The Central Bank had already come up with the Standard Operating Procedures (SOP) that the loan and collateral value would be 1 to 1.
This means that normally a bank would undervalue a collateral for a loan way below the market price and then release only around 70 percent of the value of the collateral but here it would be 100 percent.
So if a property’s market value is Nu 20 mn the bank may value it at Nu 10 mn and then only release Nu 7 mn where as under the SOP the full Nu 10 mn has to be released.
Here the private sector request is if the collateral requirements can be relaxed a bit and in some cases collateral free loans be given for the smaller businesses who cannot afford a collateral.
The other request from the private sector is that the four-year tenure of the soft loan is quite short and so if the tenure can be extended a bit.
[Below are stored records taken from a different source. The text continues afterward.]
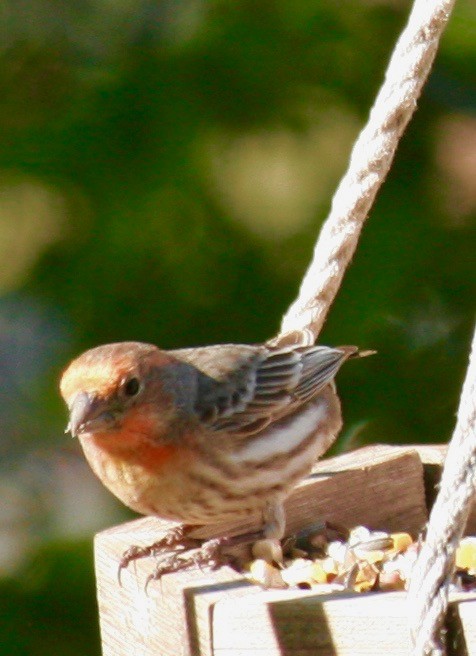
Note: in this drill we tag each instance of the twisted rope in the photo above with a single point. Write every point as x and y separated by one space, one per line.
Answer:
370 162
428 593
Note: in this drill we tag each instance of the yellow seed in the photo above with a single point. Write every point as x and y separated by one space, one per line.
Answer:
401 541
466 554
318 573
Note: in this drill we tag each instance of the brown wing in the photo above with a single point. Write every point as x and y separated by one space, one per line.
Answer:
242 388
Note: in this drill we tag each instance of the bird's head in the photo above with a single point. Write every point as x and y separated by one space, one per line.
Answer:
104 385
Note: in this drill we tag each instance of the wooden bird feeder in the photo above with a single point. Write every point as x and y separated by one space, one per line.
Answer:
220 613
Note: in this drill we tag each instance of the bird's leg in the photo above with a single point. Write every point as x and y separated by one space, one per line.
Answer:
175 538
209 554
178 551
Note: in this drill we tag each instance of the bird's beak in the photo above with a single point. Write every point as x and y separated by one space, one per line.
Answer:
87 414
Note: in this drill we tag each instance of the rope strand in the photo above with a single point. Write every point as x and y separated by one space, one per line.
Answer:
370 162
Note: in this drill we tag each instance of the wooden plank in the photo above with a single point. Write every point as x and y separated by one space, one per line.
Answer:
283 622
380 486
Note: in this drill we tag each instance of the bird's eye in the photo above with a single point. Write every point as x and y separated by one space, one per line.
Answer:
131 387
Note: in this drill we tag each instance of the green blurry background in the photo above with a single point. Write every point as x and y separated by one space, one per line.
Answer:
165 168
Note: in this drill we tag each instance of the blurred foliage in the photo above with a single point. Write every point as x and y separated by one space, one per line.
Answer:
165 169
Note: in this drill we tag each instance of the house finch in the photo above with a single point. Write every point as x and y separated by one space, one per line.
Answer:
207 434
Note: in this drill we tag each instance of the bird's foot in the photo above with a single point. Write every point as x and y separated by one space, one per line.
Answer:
208 555
177 551
176 540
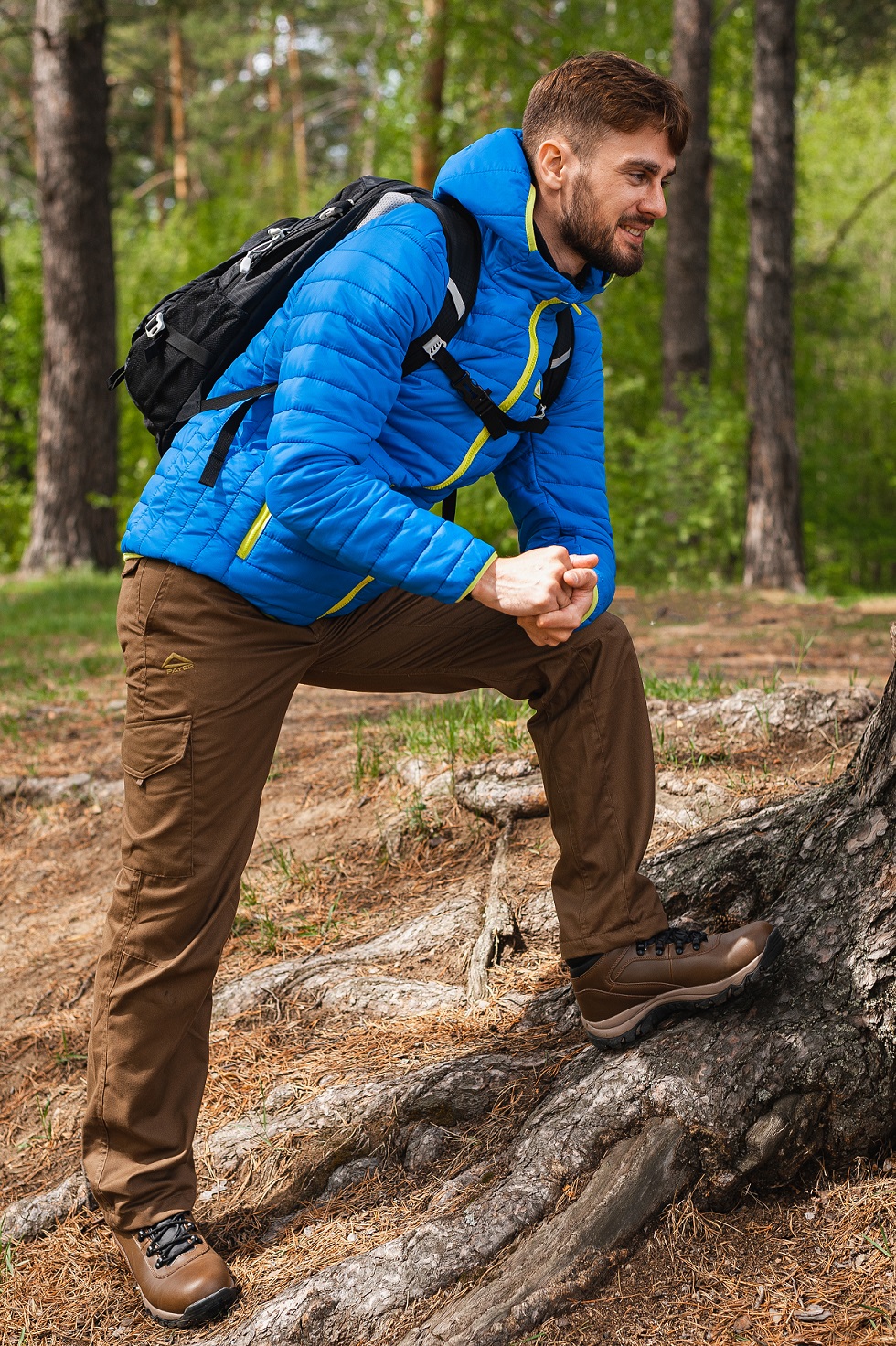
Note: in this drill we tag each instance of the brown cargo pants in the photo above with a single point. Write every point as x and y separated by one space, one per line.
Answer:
208 683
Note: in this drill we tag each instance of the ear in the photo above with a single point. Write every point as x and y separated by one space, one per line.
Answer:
554 162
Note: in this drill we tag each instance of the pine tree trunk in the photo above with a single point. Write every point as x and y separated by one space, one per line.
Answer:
592 1146
425 148
177 116
157 139
76 473
687 347
299 134
773 544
The understanding here being then the burden would not fall upon the government to support people who lose their jobs and the private sector would be sharing that burden.
Karma said that the sub committee of the private sector and the FIs has been formed to help each other and understand each other.
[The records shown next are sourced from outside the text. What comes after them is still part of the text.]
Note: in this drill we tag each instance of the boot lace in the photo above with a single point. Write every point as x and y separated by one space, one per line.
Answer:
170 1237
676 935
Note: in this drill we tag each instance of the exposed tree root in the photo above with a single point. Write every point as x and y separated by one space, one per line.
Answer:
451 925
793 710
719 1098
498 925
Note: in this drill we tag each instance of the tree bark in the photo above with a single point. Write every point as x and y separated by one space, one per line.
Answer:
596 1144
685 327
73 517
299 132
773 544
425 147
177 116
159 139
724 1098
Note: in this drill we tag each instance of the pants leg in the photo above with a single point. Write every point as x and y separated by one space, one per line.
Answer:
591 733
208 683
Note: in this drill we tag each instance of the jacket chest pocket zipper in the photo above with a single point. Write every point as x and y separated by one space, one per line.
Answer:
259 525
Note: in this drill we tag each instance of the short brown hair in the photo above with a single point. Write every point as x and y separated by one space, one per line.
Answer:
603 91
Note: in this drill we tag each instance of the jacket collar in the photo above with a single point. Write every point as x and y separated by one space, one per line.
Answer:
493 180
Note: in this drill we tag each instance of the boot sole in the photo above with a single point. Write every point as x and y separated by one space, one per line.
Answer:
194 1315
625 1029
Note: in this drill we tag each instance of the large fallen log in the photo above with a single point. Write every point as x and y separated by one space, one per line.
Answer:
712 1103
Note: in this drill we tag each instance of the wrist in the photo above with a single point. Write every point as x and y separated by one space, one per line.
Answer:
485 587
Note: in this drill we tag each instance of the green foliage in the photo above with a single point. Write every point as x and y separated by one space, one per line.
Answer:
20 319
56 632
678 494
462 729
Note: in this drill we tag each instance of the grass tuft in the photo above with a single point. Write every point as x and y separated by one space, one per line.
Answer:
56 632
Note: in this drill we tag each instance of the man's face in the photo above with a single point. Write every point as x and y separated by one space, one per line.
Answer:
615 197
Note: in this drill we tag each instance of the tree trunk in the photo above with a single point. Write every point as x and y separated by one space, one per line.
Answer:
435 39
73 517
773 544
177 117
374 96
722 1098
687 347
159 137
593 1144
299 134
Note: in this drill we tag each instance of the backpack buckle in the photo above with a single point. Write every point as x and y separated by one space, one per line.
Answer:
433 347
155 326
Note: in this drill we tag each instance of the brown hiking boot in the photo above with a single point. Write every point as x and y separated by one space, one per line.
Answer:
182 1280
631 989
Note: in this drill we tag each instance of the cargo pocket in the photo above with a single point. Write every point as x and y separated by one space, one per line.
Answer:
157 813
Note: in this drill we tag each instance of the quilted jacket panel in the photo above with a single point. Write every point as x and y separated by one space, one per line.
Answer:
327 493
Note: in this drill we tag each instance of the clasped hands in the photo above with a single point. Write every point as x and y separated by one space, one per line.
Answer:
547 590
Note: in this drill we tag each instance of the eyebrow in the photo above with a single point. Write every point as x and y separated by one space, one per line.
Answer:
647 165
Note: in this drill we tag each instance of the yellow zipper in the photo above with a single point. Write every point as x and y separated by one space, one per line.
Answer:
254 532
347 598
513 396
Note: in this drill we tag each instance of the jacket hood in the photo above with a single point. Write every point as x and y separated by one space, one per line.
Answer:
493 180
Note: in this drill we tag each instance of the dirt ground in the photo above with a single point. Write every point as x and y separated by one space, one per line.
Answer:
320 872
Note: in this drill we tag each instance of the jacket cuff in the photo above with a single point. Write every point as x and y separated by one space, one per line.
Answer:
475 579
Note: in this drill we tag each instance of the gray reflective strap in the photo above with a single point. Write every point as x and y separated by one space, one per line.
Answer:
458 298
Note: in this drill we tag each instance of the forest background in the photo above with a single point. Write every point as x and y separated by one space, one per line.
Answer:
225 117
“The FIs would like to hear their concerns and the way they see us and we would like them to understand our systems and processes in a transparent manner and find common ground.”
On the issue of collateral free loans Karma said the money in the banks belong to the people and it does not belong to the bank or the government and so he said that fundamental risk management has to be done.
He said that even if the government guarantees the loan in some way the government will not be able to guarantee if the person taking the loan is doing the job.
On the issue of the private sector asking for lower loan interest rates, the FIAB head said that this is no point asking for it as the banks have to pay the depositors a certain interest rate and so it cannot take a deposit at a certain rate and then lend it out at a rate below that.
The idea of a ‘bad bank’ was discussed in the joint committee meeting. Bad banks are institutions in other countries that buy bad debt from banks to recover at a discount so that the Non Performing Loans would be off the books of the banks. Such a bank, however, would need an Act and rules.
In the joint committee meeting the issue of liquidating Non Performing Loans (NPLs) quickly also came up but certain cautions were also raised. The issue came up that even if a bank was allowed to take over an asset with mutual consent what would happen if the bank only sold the asset at the value of the loan and the asset owner lost out with the benefit going to the one who bought the property.
The same joint committee has to come up with fiscal proposals on tax reduction but the private sector side is not too sure if the FIs would be interested in this and if this may have to put through the larger Private Sector COVID-19 task force.
The FIs have made it clear that they aim to support the existing businesses and so do a review of the viability of their ability to pay.